Paulette, Joan, and Lois, the British pilots, who hadn’t heard the story before, began to laugh pretty hard.

“Did I hear the words ‘Pearl Harbor’?” Connie came in and closed the door behind her. “Are you telling that horrid little story again? Such silly old news.”

“Maybe, but you’re never going to live it down.” Dolores said, laughing.

“No. I’m not. Thanks to most of you. You’ll probably still be telling it when my grandchildren are alive.”

“Well, you have to admit it was pretty funny. We
were
in navigation classes.”

“I’m from Vermont. I’ve never been to the Hawaiian Islands. One of you needs to do something really stupid and save me from Dolores’s big mouth.”

Before anyone could respond, the door burst open and Rosalie came storming inside. She tossed her brown leather helmet on an empty chair. “You are not going to believe this!”

Dolores handed her a cup of black tea. “What?”

“Thanks.” Rosalie took a sip. “I had a Hurricane to deliver to East Anglia, and someone from chain watch thought I was a bogie, so they ordered up three more aircraft to investigate me.”

“That happened to me last month.”

“Well, it gets better. Those planes, too, were designated as bogies, so the next thing you know, half the fighter command is in the air, flying around to investigate themselves and me.”

Everyone was laughing.

“It could have been worse.” Dolores poured her own tea. “They might have classified you as a bandit instead of merely unidentified aircraft.”

“That’s right,” Connie said. “Someone might have shot you down.”
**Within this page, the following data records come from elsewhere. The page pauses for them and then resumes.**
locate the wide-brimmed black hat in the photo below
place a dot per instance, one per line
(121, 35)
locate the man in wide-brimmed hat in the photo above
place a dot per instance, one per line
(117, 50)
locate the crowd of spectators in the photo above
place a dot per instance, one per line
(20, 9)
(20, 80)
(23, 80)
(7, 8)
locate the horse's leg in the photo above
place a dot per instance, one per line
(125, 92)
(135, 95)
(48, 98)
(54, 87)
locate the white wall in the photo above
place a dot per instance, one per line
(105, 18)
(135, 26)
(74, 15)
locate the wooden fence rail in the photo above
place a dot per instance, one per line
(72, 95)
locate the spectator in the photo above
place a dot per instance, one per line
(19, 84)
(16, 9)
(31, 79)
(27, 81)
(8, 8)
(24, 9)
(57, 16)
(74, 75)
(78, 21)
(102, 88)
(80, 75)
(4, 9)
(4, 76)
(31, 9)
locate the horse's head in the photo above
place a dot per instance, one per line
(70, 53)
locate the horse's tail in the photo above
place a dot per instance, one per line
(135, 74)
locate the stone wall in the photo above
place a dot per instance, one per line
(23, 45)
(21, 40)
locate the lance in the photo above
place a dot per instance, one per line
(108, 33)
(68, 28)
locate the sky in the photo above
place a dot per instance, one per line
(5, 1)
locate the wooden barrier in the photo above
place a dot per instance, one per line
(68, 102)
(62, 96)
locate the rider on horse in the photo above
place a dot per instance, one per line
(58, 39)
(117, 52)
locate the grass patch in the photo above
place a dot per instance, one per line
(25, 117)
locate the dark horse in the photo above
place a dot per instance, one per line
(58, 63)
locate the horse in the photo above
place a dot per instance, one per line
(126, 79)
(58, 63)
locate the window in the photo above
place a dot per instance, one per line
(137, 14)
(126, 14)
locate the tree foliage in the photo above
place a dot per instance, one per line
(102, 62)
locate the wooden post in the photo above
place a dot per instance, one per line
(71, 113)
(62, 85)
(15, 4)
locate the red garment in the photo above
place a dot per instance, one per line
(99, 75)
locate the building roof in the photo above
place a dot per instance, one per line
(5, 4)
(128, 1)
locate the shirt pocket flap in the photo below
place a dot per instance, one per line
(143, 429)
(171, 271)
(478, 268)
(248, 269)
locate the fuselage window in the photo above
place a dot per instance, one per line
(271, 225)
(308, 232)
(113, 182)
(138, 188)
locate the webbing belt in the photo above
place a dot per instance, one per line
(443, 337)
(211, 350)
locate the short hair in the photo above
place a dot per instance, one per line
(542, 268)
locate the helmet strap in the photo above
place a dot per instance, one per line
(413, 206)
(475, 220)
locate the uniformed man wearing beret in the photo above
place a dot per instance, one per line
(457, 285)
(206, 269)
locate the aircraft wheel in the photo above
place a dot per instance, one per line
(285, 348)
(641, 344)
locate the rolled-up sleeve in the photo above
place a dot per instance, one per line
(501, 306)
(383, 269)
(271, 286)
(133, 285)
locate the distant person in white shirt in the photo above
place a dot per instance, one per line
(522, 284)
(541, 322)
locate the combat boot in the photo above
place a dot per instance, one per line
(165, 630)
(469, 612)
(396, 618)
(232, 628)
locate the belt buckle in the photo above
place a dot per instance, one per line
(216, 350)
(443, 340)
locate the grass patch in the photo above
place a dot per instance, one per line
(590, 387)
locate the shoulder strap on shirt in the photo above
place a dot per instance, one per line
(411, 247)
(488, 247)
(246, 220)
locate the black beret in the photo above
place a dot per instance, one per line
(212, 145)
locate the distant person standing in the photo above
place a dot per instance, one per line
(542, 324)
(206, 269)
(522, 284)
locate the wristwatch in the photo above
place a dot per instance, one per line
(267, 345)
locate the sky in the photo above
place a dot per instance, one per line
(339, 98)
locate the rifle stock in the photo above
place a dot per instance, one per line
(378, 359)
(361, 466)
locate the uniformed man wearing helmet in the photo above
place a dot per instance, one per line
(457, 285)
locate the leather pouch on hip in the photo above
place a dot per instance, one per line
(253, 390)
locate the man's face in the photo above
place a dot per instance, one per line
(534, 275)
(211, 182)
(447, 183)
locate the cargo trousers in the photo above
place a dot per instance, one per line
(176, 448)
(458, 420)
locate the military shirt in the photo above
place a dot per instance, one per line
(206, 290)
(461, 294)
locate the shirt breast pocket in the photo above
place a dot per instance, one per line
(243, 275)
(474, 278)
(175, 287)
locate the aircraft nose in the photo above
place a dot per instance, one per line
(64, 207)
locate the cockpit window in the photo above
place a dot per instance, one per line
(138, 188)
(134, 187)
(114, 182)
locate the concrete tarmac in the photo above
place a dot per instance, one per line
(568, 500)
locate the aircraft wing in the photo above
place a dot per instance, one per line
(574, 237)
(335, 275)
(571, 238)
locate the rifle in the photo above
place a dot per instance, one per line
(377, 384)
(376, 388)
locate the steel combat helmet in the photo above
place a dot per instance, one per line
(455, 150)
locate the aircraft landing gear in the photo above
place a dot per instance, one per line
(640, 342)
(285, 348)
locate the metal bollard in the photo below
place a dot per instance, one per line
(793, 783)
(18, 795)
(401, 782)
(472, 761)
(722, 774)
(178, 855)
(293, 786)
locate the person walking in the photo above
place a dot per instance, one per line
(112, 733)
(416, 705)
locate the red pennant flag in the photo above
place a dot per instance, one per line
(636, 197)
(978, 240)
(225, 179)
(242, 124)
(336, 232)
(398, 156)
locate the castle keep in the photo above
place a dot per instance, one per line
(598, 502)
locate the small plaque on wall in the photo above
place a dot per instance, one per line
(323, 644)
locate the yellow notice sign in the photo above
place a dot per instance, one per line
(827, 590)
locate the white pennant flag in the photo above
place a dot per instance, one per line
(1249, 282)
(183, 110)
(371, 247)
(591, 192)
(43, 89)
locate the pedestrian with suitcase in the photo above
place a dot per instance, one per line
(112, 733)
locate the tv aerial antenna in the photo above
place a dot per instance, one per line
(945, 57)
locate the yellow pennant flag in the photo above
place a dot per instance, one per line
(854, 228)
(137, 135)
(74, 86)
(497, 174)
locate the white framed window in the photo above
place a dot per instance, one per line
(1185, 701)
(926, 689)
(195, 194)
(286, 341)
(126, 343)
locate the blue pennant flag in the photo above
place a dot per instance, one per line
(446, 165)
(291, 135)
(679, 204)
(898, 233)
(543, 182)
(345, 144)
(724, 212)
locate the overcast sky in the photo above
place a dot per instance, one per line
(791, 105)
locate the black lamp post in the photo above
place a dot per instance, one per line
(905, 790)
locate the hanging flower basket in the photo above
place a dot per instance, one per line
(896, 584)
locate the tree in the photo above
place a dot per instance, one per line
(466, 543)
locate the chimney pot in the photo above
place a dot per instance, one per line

“Oh, wait.” Rosalie held up her hand. “I’m not done. We’re going over the Thames at about five thousand feet, and Ops tells us to circle until they can figure out what to do with all of us. So, get this. Every time we pass over the ack-ack batteries, they open fire on us.”

Dolores was laughing so hard she was snorting and holding herself up with one hand on the tea cart.

“We didn’t dare break orders, so we tried to edge off course a little each time we passed the guns.”

“Good God . . . ” someone muttered.

“Ops finally makes a decision—there is a God—and sends us to Hornchurch. Well, get this . . . when we land, the CO gets on the phone and tracks down the battery commander, who tells him he is ‘frightfully sorry, but his chaps have been on alert for a long time and were getting rather rusty, so when we all came along, it gave them the chance for some real target practice.’ “

“Lord, but I do so love the British way of dealing with mistakes,” Dolores said.

“He then pointed out, with this twisted bit of logic, that the very fact that they hadn’t hit any of us just proved how badly they needed the practice.” She set her tea down and grabbed a sandwich, then flopped down in a Morris chair, disgusted. She pulled her hair ribbon out of her curly dark hair and tied it around her wrist. “I swear, I am never flying over Sheppey again.”

Paddy the dispatcher stuck his head in the door. “Morrison. Your plane’s here. It’s that Lysander II the crew’s fueling up.”

Charley grabbed her gear. “See you later!” She walked outside, spotted the plane, and began to run across the grass toward it.

Paddy caught up with her. “Here’s the paperwork.” He shoved it in her hand. “Good luck!” He turned around and made off for the base office.

She climbed into the pilot’s seat with the help of one of the crew, who were just removing the fuel hose. She did her checks quickly, then fired her up. Soon she was in the air.

A half an hour into her flight Charley stared down below her wing at the coast drifting by. From above, the land below looked human: a spine of a railroad track; the green hills, patches of farmland, and small villages formed the vital organs and the muscles that made it strong; the rivers, truly the veins of the land.